Evie hugged the dress close, then snatched two silk blouses from the bag Meg was holding. “You’re
such
a peach, June. I’ll just take these two off your hands too! See you girls!”
And she was off, leaving June to silently count the losses from the clothes. With Meg and Lucy’s help, she made her way to the seamstress to sell her clothes. And she tried her hardest not to let anyone see her cry.
CHAPTER SIX
Ivan
Galina Olegovna Sokolov pushed her husband’s papers aside and plopped boiled potatoes and
okroshka
cold soup onto the table. She slapped at Ivan’s legs where he’d propped them on a dining room chair.
“Go get your brother.”
Ivan roused from the chair and focused on his mother. He’d been thinking of June. He’d been thinking of June all damn day, it seemed. It made him prickle with annoyance.
Galina slapped at his legs again, and then for good measure shoved his feet off the chair. The soles of his heavy boots hit the wood-plank floor with a dull thud.
“Okay, okay!” Ivan muttered.
Over in the armchair by the fire, his father looked over the top of his book, one hand flaky with the last of the croissants. “Listen to your Mama, Ivan Abramovich.”
Galina slid fresh bread onto the table. “No one ever does,” she said with an exaggerated sigh, but she was smiling. Ivan—and the rest of his family—knew full well that Galina ran the household.

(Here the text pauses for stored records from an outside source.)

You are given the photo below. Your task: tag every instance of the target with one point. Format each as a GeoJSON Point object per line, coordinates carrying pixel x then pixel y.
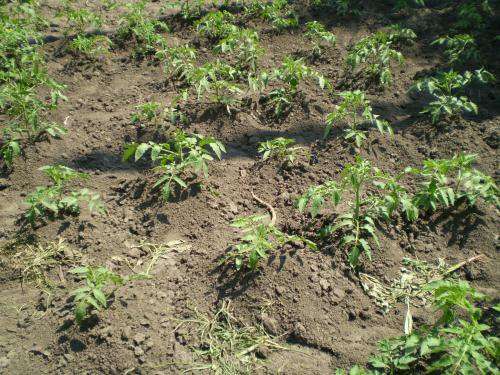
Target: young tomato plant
{"type": "Point", "coordinates": [57, 200]}
{"type": "Point", "coordinates": [357, 224]}
{"type": "Point", "coordinates": [135, 25]}
{"type": "Point", "coordinates": [23, 79]}
{"type": "Point", "coordinates": [78, 20]}
{"type": "Point", "coordinates": [277, 12]}
{"type": "Point", "coordinates": [341, 7]}
{"type": "Point", "coordinates": [149, 113]}
{"type": "Point", "coordinates": [216, 80]}
{"type": "Point", "coordinates": [93, 48]}
{"type": "Point", "coordinates": [472, 15]}
{"type": "Point", "coordinates": [259, 239]}
{"type": "Point", "coordinates": [448, 181]}
{"type": "Point", "coordinates": [354, 110]}
{"type": "Point", "coordinates": [374, 54]}
{"type": "Point", "coordinates": [319, 36]}
{"type": "Point", "coordinates": [94, 295]}
{"type": "Point", "coordinates": [189, 10]}
{"type": "Point", "coordinates": [244, 44]}
{"type": "Point", "coordinates": [446, 89]}
{"type": "Point", "coordinates": [179, 61]}
{"type": "Point", "coordinates": [183, 154]}
{"type": "Point", "coordinates": [281, 149]}
{"type": "Point", "coordinates": [459, 342]}
{"type": "Point", "coordinates": [216, 25]}
{"type": "Point", "coordinates": [291, 73]}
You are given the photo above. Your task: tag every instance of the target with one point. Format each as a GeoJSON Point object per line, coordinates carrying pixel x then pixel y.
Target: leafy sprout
{"type": "Point", "coordinates": [55, 200]}
{"type": "Point", "coordinates": [355, 110]}
{"type": "Point", "coordinates": [183, 154]}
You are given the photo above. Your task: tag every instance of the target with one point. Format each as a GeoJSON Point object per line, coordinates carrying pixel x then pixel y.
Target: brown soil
{"type": "Point", "coordinates": [310, 299]}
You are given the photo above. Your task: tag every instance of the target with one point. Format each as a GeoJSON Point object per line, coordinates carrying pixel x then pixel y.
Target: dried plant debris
{"type": "Point", "coordinates": [222, 344]}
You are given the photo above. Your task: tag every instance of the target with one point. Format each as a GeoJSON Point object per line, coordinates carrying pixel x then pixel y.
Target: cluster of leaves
{"type": "Point", "coordinates": [357, 224]}
{"type": "Point", "coordinates": [281, 149]}
{"type": "Point", "coordinates": [341, 7]}
{"type": "Point", "coordinates": [216, 80]}
{"type": "Point", "coordinates": [78, 22]}
{"type": "Point", "coordinates": [145, 32]}
{"type": "Point", "coordinates": [216, 25]}
{"type": "Point", "coordinates": [354, 110]}
{"type": "Point", "coordinates": [445, 183]}
{"type": "Point", "coordinates": [277, 12]}
{"type": "Point", "coordinates": [448, 91]}
{"type": "Point", "coordinates": [473, 15]}
{"type": "Point", "coordinates": [179, 61]}
{"type": "Point", "coordinates": [244, 44]}
{"type": "Point", "coordinates": [189, 10]}
{"type": "Point", "coordinates": [50, 202]}
{"type": "Point", "coordinates": [259, 239]}
{"type": "Point", "coordinates": [183, 154]}
{"type": "Point", "coordinates": [374, 54]}
{"type": "Point", "coordinates": [291, 73]}
{"type": "Point", "coordinates": [318, 35]}
{"type": "Point", "coordinates": [93, 48]}
{"type": "Point", "coordinates": [449, 181]}
{"type": "Point", "coordinates": [93, 295]}
{"type": "Point", "coordinates": [459, 342]}
{"type": "Point", "coordinates": [152, 114]}
{"type": "Point", "coordinates": [23, 76]}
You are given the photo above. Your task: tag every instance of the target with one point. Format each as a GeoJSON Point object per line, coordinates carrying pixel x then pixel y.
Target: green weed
{"type": "Point", "coordinates": [50, 202]}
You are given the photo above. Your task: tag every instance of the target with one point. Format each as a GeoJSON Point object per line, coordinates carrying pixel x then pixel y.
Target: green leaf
{"type": "Point", "coordinates": [129, 151]}
{"type": "Point", "coordinates": [99, 295]}
{"type": "Point", "coordinates": [80, 312]}
{"type": "Point", "coordinates": [140, 150]}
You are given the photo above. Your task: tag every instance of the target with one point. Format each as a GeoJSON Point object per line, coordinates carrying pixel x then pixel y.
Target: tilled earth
{"type": "Point", "coordinates": [311, 300]}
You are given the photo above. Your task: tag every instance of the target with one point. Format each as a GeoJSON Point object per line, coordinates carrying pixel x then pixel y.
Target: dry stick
{"type": "Point", "coordinates": [464, 263]}
{"type": "Point", "coordinates": [268, 206]}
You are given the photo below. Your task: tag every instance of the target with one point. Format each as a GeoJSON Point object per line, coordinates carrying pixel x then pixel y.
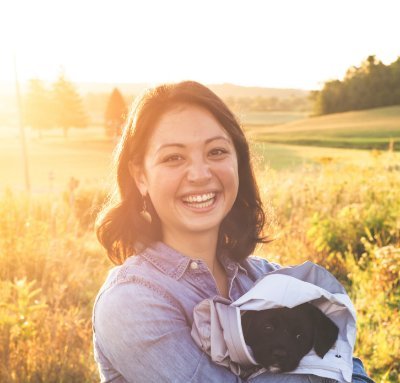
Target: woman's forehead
{"type": "Point", "coordinates": [188, 124]}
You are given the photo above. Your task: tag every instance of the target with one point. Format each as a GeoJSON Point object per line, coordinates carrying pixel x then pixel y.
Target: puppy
{"type": "Point", "coordinates": [279, 338]}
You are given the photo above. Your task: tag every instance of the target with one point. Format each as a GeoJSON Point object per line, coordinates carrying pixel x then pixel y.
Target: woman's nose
{"type": "Point", "coordinates": [199, 172]}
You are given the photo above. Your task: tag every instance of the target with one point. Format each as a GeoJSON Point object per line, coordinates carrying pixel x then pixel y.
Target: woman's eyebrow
{"type": "Point", "coordinates": [180, 145]}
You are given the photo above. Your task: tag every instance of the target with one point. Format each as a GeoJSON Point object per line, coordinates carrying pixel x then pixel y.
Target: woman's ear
{"type": "Point", "coordinates": [137, 173]}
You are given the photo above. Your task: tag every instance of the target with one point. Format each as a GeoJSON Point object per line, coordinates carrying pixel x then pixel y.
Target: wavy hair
{"type": "Point", "coordinates": [121, 229]}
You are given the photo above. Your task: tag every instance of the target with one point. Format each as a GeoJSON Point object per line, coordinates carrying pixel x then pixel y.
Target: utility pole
{"type": "Point", "coordinates": [22, 131]}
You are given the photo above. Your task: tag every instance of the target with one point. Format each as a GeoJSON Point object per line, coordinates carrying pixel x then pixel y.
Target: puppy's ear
{"type": "Point", "coordinates": [325, 333]}
{"type": "Point", "coordinates": [247, 319]}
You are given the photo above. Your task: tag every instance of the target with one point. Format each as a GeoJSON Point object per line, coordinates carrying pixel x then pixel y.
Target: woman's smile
{"type": "Point", "coordinates": [190, 172]}
{"type": "Point", "coordinates": [200, 202]}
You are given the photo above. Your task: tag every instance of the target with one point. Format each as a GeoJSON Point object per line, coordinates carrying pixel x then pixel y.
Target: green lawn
{"type": "Point", "coordinates": [370, 129]}
{"type": "Point", "coordinates": [86, 154]}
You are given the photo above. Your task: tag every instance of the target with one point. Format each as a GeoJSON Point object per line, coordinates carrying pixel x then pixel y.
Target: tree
{"type": "Point", "coordinates": [68, 107]}
{"type": "Point", "coordinates": [115, 114]}
{"type": "Point", "coordinates": [38, 107]}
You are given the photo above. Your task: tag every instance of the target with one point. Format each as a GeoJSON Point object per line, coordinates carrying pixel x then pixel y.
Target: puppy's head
{"type": "Point", "coordinates": [279, 338]}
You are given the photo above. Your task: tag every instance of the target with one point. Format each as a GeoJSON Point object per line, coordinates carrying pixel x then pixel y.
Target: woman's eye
{"type": "Point", "coordinates": [269, 327]}
{"type": "Point", "coordinates": [218, 152]}
{"type": "Point", "coordinates": [173, 158]}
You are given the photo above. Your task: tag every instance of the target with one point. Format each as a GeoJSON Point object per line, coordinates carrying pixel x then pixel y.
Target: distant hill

Ivan pushed to his feet and tore off a piece of bread before his mother could stop him. It was piping hot and scalded his tongue, but it was delicious. Yeasty and a bit sour, with a crust that crunched between his teeth. He pushed the bread into his cheek with his tongue and pecked his mother on her cheek.
“Love you, Mama.”
She swatted at him. “Dinner will be cold as Siberia by the time you get Kostya.” But she was smiling as Ivan ducked under the low lintel and walked outside.
The Sokolov farm was small, a jumble of buildings and rolling land scattered with groves of aspens, a tiny orchard, and a line of cottonwoods clinging to the banks of a stream. From the family farmhouse, Ivan could just see the pitched roof of his half-finished cabin peeking above a hillock at the edge of the property, where the tilled fields gave way to rugged mountains. A dirt track led behind the farmhouse to a two-story barn, with the greenhouses between the two.
Ivan followed the track toward the barn. Out in the surrounding fields, the early season wildflowers were giving way to Indian paintbrush and wild roses. Behind the barn, neat rows of tilled earth yielded the vegetables Kostya sold in the market, and along the split-rail fence line grew blackberries, melons, and even some raspberries.
It was all so beautiful, but was it a waste? Was all this bounty doomed to wither and rot because of the small-mindedness and fear of the townspeople? The thought of all that life dying was sharp as a knife in Ivan’s gut.